In 1950, a young couple (both WWII veterans--a WAVE and an airman--and both with GI Bill journalism degrees) quit their jobs on a South Texas weekly newspaper and embarked upon a 1200-mile bicycle tour through Europe. "Such a trip made no sense at all in 1950," writes Alsmeyer, "but it was a gloriously crazy, senseless thing to do." Based on notes, diaries, and letters, the book is more than a mere travelogue. It chronicles the people and places of postwar western Europe-including the citizens of Vimoutiers, France, a town accidentally bombed by Americans.
"One family with twelve children lived in one of the houses that fell during the first wave of the raid. The children crouched under a sturdy dining room table until the last of the bombs had hit. As rescuers went about their tasks in the smoldering debris, these twelve children--in single file--walked out of the rubble, hand in hand. They said that only the night before, their father had warned them that if there was ever a bombing raid, they must hide under the sturdy round table."
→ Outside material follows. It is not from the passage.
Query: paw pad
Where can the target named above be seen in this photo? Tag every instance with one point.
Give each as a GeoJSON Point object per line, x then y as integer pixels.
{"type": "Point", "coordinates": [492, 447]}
Bicycle enthusiasts, war historians, sociologists, women's studies scholars, and readers of travel narratives will all find something of interest in this charmingly written narrative.
Marie Bennett Alsmeyer served as a pharmacist's mate in the Navy WAVES during WWII. Her previous books are The Way of the WAVES and Old WAVES Tales. She and her husband live in Tyler, Texas. Linda G. DePauw, who wrote the introduction, is the editor and publisher of Minerva, Quarterly Report on Women and the Military.